Kamal Musallam talks about his album Lulu
When the Jordanian fusion artist Kamal Musallam speaks about his 2009 album Lulu, his love for his adopted country – a place he now calls home after 12 years living in Dubai – is clearly evident. But more than love, there is a marked respect and appreciation for the music of the UAE – an art form that Musallam describes as “very unique, very layered, a sound I’ve always liked so much”.
His appreciation of traditional Emirati folk songs and poems debuted at the World of Music, Arts and Dance festival in Abu Dhabi in 2009 and has since made the world sit up and take note. The album received recognition from the Grammys when it was officially selected to compete for nomination in 2010 as part of the Contemporary World Music category.
The 12-track album tells the story of an Emirati tribe crossing the country’s vast, majestic deserts, and is told through dance, music and poetry.

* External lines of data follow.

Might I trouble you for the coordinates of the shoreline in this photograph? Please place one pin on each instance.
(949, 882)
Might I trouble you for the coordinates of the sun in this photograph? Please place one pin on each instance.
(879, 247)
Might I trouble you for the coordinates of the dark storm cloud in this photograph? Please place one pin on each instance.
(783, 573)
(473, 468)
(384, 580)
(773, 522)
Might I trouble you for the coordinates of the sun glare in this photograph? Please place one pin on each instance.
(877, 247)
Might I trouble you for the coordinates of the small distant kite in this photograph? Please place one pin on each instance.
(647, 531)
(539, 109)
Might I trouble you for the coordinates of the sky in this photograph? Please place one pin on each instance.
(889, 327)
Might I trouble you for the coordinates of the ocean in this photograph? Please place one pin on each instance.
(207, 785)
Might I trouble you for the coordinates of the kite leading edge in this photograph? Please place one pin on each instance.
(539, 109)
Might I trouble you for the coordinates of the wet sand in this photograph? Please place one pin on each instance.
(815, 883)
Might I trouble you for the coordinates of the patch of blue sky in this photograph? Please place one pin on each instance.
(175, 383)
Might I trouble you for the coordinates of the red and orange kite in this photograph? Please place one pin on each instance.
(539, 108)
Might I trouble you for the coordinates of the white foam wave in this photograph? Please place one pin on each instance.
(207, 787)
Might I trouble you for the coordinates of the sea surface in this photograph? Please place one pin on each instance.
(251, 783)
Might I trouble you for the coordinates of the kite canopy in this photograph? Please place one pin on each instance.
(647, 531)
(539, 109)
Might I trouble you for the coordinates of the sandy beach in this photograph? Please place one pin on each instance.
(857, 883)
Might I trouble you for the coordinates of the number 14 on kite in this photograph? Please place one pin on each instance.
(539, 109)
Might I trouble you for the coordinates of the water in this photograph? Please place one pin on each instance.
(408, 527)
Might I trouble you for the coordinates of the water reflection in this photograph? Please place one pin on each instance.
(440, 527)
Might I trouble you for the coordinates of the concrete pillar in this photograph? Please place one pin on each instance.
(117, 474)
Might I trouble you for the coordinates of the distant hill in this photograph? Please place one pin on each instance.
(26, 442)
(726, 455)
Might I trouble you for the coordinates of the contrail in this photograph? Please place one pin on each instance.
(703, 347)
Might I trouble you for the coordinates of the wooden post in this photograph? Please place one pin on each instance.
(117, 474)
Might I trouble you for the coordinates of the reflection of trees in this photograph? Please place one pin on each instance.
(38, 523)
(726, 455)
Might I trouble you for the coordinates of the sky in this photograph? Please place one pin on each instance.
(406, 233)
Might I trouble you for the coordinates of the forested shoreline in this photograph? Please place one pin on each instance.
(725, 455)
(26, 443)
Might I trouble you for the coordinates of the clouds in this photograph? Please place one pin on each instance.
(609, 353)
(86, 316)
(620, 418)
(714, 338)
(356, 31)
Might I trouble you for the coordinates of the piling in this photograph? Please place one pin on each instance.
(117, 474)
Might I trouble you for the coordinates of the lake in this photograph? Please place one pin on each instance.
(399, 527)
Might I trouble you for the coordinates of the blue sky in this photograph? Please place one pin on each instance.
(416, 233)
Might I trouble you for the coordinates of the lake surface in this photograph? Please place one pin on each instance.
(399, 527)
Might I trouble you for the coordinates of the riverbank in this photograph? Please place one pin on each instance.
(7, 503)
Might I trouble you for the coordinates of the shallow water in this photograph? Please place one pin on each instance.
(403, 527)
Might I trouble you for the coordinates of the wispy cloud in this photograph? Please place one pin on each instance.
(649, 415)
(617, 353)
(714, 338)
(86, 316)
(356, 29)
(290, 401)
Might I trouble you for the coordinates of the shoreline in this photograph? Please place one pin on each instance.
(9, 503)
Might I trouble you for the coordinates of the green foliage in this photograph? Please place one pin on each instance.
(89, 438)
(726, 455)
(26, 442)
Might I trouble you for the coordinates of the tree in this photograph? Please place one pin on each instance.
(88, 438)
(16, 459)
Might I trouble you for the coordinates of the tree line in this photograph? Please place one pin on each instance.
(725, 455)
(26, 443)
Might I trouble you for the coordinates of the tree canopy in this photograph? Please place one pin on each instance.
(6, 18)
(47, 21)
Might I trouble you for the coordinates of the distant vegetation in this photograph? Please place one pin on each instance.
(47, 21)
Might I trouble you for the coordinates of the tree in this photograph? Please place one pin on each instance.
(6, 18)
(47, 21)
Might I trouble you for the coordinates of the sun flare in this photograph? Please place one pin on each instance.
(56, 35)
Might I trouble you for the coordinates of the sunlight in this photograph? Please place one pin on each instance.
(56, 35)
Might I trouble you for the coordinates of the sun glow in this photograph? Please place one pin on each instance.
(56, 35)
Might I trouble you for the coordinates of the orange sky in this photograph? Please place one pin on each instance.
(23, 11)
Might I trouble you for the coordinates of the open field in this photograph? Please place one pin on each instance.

“The idea was something totally different that’s definitely not been done before – a record we called Lulu, meaning pearl and dedicated to the UAE culture – in my way,” says Musallam. “I wanted to feature and highlight some of the UAE’s traditional songs and dance styles – the Harbiya – which relies on poetry and has a traditional rhythm used in many of the UAE’s traditional songs, and integrate that with my own jazz/rock/soul fusion concept, sort of like creating a band of different elements.”
Musallam partnered with the Emirati folk dance and percussion group, Sokoor Al Magabeel, to inject his special blend of jazz – complete with drums, bass guitar, oud, trumpet, saxophone and more – into a musical art form that is an integral part of Emirati heritage. “It’s a fusion of two very different styles that we managed to make complement each other and fit perfectly into one another,” says Musallam.